Re: [PATCH net v1] tls: fix hung task in tx_work_handler by using non-blocking sends

From: Jiayuan Chen

Date: Sun Mar 01 2026 - 01:52:15 EST

March 1, 2026 at 01:15, "Jakub Kicinski" <kuba@xxxxxxxxxx mailto:kuba@xxxxxxxxxx?to=%22Jakub%20Kicinski%22%20%3Ckuba%40kernel.org%3E > wrote:

>
> On Fri, 27 Feb 2026 14:32:31 +0800 Jiayuan Chen wrote:
>
> >
> > tx_work_handler calls tls_tx_records with flags=-1, which preserves
> > each record's original tx_flags but results in tcp_sendmsg_locked
> > using an infinite send timeout. When the peer is unresponsive and the
> > send buffer is full, tcp_sendmsg_locked blocks indefinitely in
> > sk_stream_wait_memory. This causes tls_sk_proto_close to hang in
> > cancel_delayed_work_sync waiting for tx_work_handler to finish,
> > leading to a hung task:
> >
> > INFO: task ...: blocked for more than ... seconds.
> > Call Trace:
> > cancel_delayed_work_sync
> > tls_sw_cancel_work_tx
> > tls_sk_proto_close
> >
> > A workqueue handler should never block indefinitely. Fix this by
> > introducing __tls_tx_records() with an extra_flags parameter that
> > gets OR'd into each record's tx_flags. tx_work_handler uses this to
> > pass MSG_DONTWAIT so tcp_sendmsg_locked returns -EAGAIN immediately
> > when the send buffer is full, without overwriting the original
> > per-record flags (MSG_MORE, MSG_NOSIGNAL, etc.). On -EAGAIN, the
> > existing reschedule mechanism retries after a short delay.
> >
> > Also consolidate the two identical reschedule paths (lock contention
> > and -EAGAIN) into one.
> >
> It's not that simple. The default semantics for TCP sockets is that
> queuing data and then calling close() is a legitimate thing to do
> and the data should be sent cleanly, followed by a normal FIN in such
> case.
>
> Maybe we should explore trying to make sure we have enough wmem before
> we start creating records. Get rid of the entire workqueue mess?

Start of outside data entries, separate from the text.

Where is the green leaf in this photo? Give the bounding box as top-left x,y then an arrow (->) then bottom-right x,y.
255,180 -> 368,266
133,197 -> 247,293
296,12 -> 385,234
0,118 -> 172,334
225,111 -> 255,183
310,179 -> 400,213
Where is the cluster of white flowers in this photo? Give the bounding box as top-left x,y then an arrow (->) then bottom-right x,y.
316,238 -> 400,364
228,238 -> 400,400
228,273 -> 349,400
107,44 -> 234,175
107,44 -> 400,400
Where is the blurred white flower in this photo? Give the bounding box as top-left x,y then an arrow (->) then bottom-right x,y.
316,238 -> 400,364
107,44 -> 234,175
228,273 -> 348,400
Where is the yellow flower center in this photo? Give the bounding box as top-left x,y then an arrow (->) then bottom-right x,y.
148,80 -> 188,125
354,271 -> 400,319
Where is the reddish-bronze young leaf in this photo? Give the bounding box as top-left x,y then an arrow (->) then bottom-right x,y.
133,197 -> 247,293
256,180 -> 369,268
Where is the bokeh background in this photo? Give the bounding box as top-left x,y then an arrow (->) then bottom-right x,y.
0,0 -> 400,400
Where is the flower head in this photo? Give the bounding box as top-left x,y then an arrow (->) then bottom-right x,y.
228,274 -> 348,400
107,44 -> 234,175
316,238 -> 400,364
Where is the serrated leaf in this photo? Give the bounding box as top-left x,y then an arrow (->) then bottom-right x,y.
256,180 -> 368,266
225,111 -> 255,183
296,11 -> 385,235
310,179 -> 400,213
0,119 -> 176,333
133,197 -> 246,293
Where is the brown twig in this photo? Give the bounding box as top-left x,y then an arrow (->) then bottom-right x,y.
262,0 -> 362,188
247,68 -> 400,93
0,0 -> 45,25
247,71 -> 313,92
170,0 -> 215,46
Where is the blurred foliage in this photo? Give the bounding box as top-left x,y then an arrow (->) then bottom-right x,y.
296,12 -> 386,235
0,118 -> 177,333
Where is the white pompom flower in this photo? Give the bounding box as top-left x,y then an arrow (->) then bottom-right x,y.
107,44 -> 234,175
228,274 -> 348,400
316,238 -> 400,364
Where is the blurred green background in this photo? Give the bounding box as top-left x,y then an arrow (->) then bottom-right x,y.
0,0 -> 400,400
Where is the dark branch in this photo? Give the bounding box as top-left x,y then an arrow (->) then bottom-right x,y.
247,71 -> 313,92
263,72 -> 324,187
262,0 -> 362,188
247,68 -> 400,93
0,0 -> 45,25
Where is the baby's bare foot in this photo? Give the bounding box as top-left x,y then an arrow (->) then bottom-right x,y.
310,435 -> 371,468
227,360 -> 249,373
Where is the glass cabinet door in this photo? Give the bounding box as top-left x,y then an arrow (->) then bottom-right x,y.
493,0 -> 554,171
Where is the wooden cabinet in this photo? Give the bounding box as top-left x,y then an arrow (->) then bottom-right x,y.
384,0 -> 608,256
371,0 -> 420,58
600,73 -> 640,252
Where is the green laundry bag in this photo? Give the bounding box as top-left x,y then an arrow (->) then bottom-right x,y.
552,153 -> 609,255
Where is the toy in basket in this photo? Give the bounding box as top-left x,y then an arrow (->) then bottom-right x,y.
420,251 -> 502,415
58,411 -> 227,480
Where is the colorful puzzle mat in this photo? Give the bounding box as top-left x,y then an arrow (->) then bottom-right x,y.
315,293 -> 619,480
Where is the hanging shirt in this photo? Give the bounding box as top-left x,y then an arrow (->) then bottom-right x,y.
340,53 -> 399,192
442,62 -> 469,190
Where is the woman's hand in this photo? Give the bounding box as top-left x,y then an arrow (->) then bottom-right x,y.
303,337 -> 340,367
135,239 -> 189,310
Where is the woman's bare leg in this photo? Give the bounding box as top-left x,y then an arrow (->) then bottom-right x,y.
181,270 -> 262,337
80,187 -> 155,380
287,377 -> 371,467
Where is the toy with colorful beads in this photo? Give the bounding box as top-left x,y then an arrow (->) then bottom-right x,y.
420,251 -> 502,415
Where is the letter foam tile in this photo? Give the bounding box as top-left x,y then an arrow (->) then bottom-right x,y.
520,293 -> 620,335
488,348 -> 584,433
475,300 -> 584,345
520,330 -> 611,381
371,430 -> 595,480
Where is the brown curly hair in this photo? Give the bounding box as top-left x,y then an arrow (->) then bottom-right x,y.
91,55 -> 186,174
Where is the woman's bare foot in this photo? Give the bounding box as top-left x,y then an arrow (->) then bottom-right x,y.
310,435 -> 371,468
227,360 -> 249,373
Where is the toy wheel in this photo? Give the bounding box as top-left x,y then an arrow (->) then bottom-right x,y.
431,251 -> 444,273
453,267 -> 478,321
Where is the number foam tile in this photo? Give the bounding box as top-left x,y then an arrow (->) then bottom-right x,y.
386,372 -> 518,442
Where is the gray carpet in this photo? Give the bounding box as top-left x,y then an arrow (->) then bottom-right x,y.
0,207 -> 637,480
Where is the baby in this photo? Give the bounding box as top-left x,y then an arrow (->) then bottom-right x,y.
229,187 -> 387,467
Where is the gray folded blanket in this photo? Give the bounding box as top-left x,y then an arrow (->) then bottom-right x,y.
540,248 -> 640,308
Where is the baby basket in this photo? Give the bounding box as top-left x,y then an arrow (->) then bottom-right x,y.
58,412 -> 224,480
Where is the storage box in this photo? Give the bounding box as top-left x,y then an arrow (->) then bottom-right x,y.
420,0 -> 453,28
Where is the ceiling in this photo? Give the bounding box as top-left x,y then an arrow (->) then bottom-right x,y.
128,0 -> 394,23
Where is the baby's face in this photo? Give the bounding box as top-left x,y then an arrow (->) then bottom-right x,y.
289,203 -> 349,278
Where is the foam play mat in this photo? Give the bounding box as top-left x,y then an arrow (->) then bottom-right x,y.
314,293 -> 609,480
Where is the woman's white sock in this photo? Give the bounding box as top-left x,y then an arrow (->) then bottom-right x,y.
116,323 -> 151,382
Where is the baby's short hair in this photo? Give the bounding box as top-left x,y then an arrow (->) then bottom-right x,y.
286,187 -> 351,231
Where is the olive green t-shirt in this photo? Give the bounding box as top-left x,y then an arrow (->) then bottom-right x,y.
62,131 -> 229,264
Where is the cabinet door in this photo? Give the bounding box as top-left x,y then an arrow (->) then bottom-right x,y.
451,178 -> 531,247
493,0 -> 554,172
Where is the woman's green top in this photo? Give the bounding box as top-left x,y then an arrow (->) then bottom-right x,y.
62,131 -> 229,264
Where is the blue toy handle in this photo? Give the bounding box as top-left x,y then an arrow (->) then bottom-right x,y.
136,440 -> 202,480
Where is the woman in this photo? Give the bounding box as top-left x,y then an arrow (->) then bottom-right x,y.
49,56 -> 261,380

Regarding wmem pre-check: the async crypto path is not triggered by
wmem shortage — it's triggered when the crypto operation itself is
asynchronous (e.g. cryptd fallback when SIMD is unavailable). At the
time tls_do_encryption() returns -EINPROGRESS, wmem may be perfectly
fine. The problem occurs later when tls_encrypt_done() fires and
tx_work_handler tries to push the completed records — by that point
the send buffer may have filled up. Since these are two different
points in time, pre-checking wmem at record creation wouldn't help.

> Regarding your patch I think all callers passing -1 as flags are on
> the close path, you could have just added | DONTWAIT if the flags
> are -1.

Regarding adding MSG_DONTWAIT unconditionally when flags == -1:
tls_sw_release_resources_tx() also calls tls_tx_records(sk, -1).
That's in the close path where we actually want to block and flush
remaining records to honour the "close() should send data cleanly"
semantics you mentioned. Making that non-blocking would cause data
loss. So we do need to distinguish between the two callers, which
is why I introduced __tls_tx_records() with the extra_flags parameter.

Thanks,

> pw-bot: cr
>